FERC’s technical conference on the reporting of natural gas storage information last week offered some new ideas, according to a Commission official who said staff would be evaluating testimony and offering the commissioners several options.

Industry witnesses last week produced a full spectrum of variations on the theme, both advocating and opposing FERC’s proposal for daily storage reports, questioning cost/benefit and potential accuracy, calling for availability of other current supply-demand information, and/or changing the timing and method of releasing storage information to confound speculators. Several warned against any more upheavals in the energy market right now (see Daily GPI, Sept. 29a; Sept. 29b).

William Hederman, head of FERC’s Office of Market Oversight & Investigations (OMOI) who chaired the all-day storage conference Tuesday, ended it by saying, “We’ve heard suggestions today that might take us in different directions.”

Elaborating on that statement later, Hederman said there might be “other market-relevant information that the Commission can easily make available to the marketplace. Also, if there isn’t a compelling reason to move to daily [storage postings], there may be intermediate steps that the staff should explore….For example, Dominion mentioned they provide their numbers to [the Energy Information Administration] early in the week and post them as they provide them to EIA,” Hederman told NGI. However, if website postings of weekly data were to be proposed for all the data providers in EIA’s survey “there’s the issue of who’s under Commission jurisdiction that we would have to think through.

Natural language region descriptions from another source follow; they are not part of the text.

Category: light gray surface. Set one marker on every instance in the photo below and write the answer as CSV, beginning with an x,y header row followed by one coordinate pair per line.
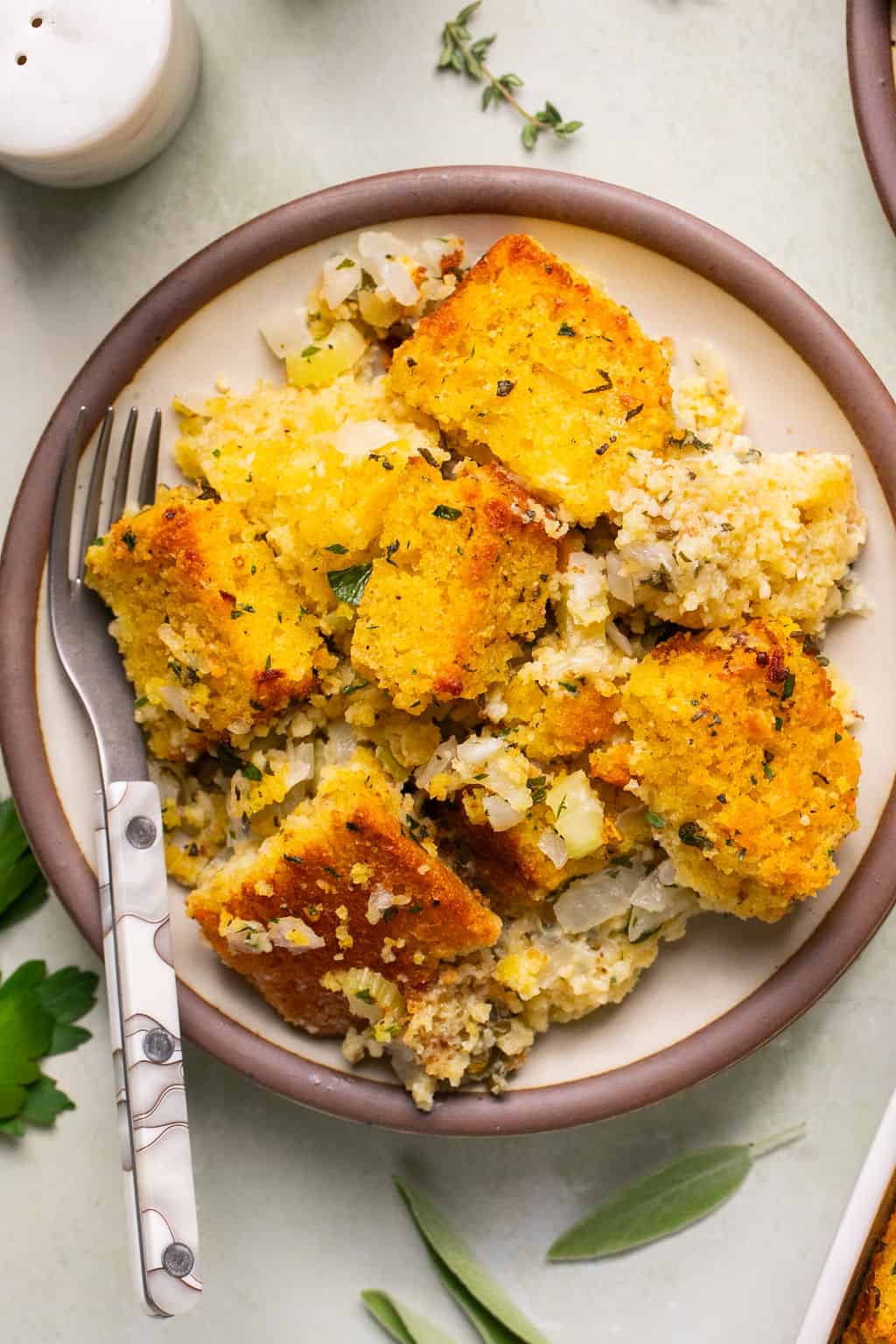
x,y
738,112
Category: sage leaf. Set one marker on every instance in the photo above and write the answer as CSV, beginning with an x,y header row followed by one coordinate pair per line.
x,y
665,1200
459,1261
488,1326
348,584
403,1324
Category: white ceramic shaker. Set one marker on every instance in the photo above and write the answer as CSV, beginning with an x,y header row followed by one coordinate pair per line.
x,y
92,89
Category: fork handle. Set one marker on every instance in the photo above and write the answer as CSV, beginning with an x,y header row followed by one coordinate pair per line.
x,y
147,1050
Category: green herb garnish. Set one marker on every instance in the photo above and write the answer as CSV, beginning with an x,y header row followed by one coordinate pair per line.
x,y
456,1264
37,1019
466,57
399,1321
23,887
667,1200
348,584
692,835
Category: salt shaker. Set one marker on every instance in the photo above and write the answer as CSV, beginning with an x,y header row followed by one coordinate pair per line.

“We need to flesh out the information about whether the EIA report on Thursday is doing something helpful or harmful to competition in the market, and secondly, is there adequate transparency or is there a need for more transparency. I think the [Thursday EIA] number has taken on an importance that’s out of proportion with the actual significance of the number, and it’s largely because it’s the one thing that happens during the week that lets people kind of check in on the situation Part of what we were trying to explore were the alternatives, so the question is, are the costs of changing worth the benefits of changing.”

Questioned as to whether FERC might aggregate data, as had been recommended by several witnesses, Hederman said “there are dangers associated with disaggregate information in terms of revealing people’s positions; we would have to lay out what the pluses and minuses are.” He said the Commission staff will be putting the record together to give the Commissioners some options.

Hederman said he and FERC staff had had discussions with EIA personnel. Questioned as to whether EIA might change the time of its announcement from 10:30 a.m. EDT Thursday, and instead make it when the futures market is closed, he said EIA had explored that initially, but had become convinced that would disadvantage smaller players in the market, since the larger speculators could use the after-hours sessions to react.

Several witnesses had advocated faster delivery of other supply information such as production or export/import information, but Hederman said “production data is just hard to get anywhere near real-time and that’s kind of a fundamental problem about any progress on that number. EIA’s the place that’s going to remain responsible for production data. Now, on export/import, at least on the LNG side, there may be some options for FERC.”